Alexander Death(15)
“The solution to what?”
Radiance shook her head, setting several dreadlocks swinging. “It doesn't make sense now. But it did then.”
“Did you attack her?”
“Everyone did.”
“With your hands?”
Radiance looked down at her infected, swollen hands, and she said nothing.
“Then what happened?” Heather asked.
“It was just craziness. Everybody attacking everybody. One big, violent clusterfuck. For no reason at all.”
“But you say the riot started with everybody attacking her?”
“Yeah. Then it spread into just total insanity. Does any of that make sense to you?”
“I can't say it does,” Heather said.
“It's so not like me,” Radiance said. “Really. I don't believe in violence, ever. You have to use visualization and stuff if you want to make the world better.”
“Were you trying to make the world better by attacking her?”
“In a weird way that totally doesn't make sense when I try to explain it,” Radiance said. “Yeah. It seemed like she was the evil, and everything would be so much better if we just got rid of her.”
“What happened to the girl after you hit her?”
“I don't know. Lost her in the crowd, everybody trying to attack her. Then people were attacking me and I fought back. That's all I really remember. Then I woke up with this shit this morning—” Radiance held up her hands. “So I came to the hospital.”
“You didn't have these symptoms last night?”
“Maybe I did. I was pretty out there, you know? I'm just saying, I really noticed them this morning.”
“Okay. We're going to keep monitoring you, Radiance. The doctors here will keep treating your hands, and we'll see how it goes.”
“The doctors here? What do you mean? Where are you from?”
“The Centers for Disease Control.”
“Oh, fuck.” Radiance touched her hand to her forehead, then looked at her hand, shuddered, and pulled it away from her face. “I'm totally fucked, aren't I?” she whispered.
“There's no reason to think that at this point,” Heather said. “I think if the infection had been fatal, you would have died by now. You look to be in good health, based on your chart here. Hopefully these will heal up soon.” Heather closed her kit and picked it up.
“And what if they don't?” Radiance asked.
“Then we'll treat it more aggressively,” Heather said. “We're monitoring this closely, Radiance. You're in good hands.” Heather wanted to bite back those words the moment she said them.

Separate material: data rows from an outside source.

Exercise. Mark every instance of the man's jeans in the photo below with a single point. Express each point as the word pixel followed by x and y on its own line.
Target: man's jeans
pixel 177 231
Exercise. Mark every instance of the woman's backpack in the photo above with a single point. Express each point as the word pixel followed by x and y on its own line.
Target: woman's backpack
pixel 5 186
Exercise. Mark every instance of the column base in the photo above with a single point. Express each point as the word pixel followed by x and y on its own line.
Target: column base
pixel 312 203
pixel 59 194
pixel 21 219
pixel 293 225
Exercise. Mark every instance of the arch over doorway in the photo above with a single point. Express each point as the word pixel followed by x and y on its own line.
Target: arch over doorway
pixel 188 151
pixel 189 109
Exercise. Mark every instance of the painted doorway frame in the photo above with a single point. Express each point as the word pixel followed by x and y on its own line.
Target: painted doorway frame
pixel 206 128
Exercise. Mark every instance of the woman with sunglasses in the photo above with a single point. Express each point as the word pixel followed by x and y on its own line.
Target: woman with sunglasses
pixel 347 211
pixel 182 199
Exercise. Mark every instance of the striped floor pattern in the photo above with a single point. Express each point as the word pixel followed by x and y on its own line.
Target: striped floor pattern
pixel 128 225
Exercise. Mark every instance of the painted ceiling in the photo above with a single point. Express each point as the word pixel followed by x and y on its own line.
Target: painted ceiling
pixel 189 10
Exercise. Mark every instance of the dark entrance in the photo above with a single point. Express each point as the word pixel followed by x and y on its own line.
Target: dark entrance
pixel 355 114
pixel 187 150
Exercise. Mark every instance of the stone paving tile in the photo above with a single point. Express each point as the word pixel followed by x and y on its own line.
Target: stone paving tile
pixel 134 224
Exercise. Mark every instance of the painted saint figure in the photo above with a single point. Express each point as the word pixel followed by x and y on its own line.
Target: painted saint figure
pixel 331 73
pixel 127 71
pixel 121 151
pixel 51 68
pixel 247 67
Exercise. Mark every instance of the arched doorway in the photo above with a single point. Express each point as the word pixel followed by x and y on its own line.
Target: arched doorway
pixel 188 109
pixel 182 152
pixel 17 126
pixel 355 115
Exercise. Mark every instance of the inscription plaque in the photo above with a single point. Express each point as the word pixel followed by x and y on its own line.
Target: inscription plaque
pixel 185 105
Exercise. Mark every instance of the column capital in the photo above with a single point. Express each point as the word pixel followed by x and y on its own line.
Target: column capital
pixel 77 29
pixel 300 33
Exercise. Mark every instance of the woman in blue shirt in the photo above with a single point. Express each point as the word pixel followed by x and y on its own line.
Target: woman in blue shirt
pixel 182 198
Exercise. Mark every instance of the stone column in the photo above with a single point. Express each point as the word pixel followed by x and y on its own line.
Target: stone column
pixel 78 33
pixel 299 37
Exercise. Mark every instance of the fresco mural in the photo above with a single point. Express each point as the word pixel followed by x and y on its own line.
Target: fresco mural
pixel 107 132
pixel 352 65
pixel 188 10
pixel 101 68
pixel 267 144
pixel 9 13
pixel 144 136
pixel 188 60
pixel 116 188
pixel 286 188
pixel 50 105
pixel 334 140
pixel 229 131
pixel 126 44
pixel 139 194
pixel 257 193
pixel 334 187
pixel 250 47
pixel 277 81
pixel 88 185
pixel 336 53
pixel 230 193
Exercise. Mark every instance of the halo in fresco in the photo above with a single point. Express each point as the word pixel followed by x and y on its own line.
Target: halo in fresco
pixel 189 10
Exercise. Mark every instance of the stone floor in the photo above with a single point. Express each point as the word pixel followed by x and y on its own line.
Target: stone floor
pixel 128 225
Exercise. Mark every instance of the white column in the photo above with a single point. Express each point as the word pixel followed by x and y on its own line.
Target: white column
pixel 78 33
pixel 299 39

“Oh, very funny.” The hippie girl looked down at her diseased hands.
“We'll talk again soon,” Heather said. “I'll keep you updated as we learn more information.”
“Thanks, I guess,” Radiance said. She continued staring at her hands while Heather left.
The other patients who'd been isolated in this room fit similar patterns. They were mostly students who'd been caught up in the riot. They had symptoms of Fallen Oak syndrome, almost exclusively on their hands and arms. When pressed, a few of them admitted to attacking a girl meeting Jenny's description. The rest of them fell silent and refused to give Heather solid answers about it, clearly ashamed of themselves.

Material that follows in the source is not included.